Finally, following years of negotiations, the Labour administration introduced on Oct. 3 that — after greater than half a century — it could hand over sovereignty of the Chagos Islands to Mauritius, albeit with carve-outs to guard the U.Okay./U.S. airbase on Diego Garcia.
Looking again, Sands sees Britain’s EU departure as a significant contributor. “Brexit was a handmaiden to the 2017 vote on the U.N., and with out the choice to have a vote after which the vote itself, there wouldn’t have been an ICJ ruling,” he says. “So it’s completely logical to say that Brexit contributed so far.”
But Richard Gowan, U.N. director of the International Crisis Group, believes the U.Okay. would have misplaced the vote even when the EU had united behind it.
“The General Assembly is a venue the place non-Western nations have a built-in majority, and finding out the unfinished enterprise of decolonization is a perennial precedence,” he says.
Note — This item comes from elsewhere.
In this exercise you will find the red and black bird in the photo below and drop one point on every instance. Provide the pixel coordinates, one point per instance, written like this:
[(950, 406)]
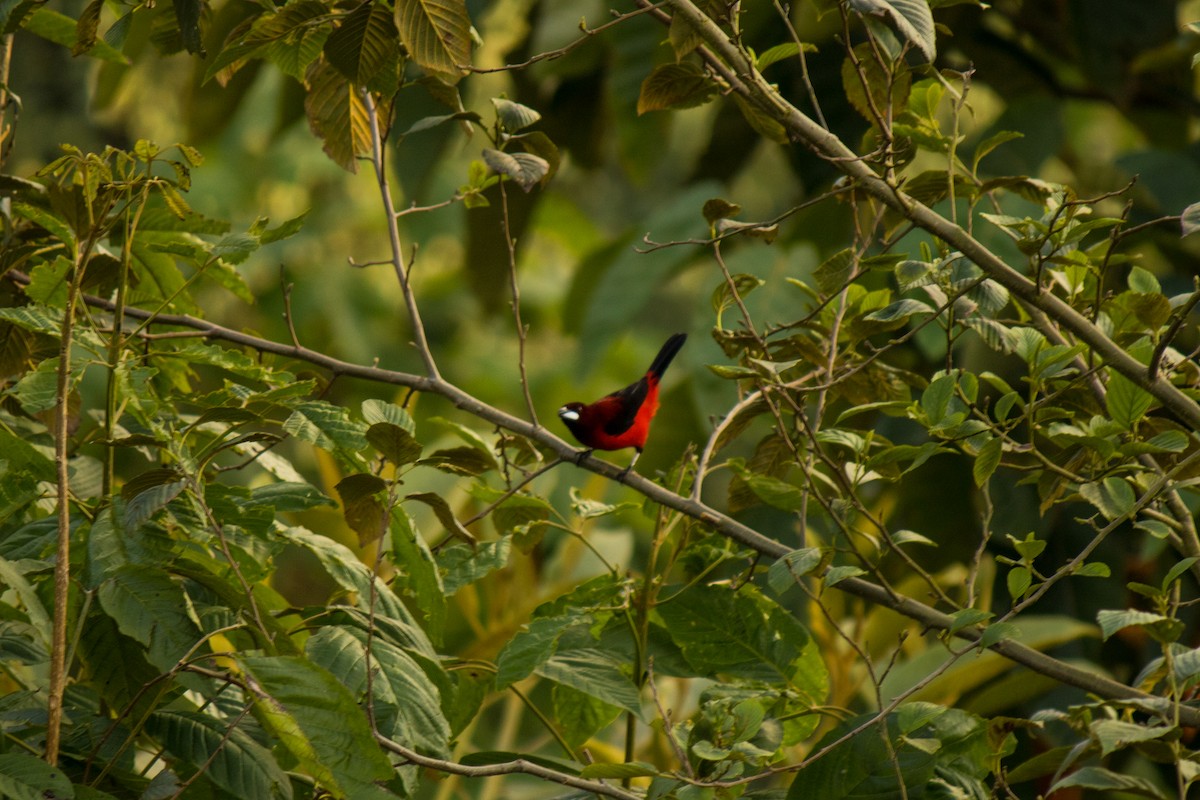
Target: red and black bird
[(622, 419)]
“I believe it is usually true to say that the U.Okay. had not centered very a lot on the General Assembly within the years earlier than 2017, as its focus on the U.N. was the Security Council,” Gowan provides. “After its set-backs in 2017, the U.Okay. mission in New York rebooted its method to the General Assembly, and invested extra in diplomacy there. I believe Brexit might have been an element, nevertheless it was not the one issue.”
Samuel Jarvis, a senior lecturer in worldwide relations at York St John University, who has co-authored a paper on the U.Okay.’s declining affect on the U.N. post-Brexit, additionally believes the matter is not fairly so clear-cut.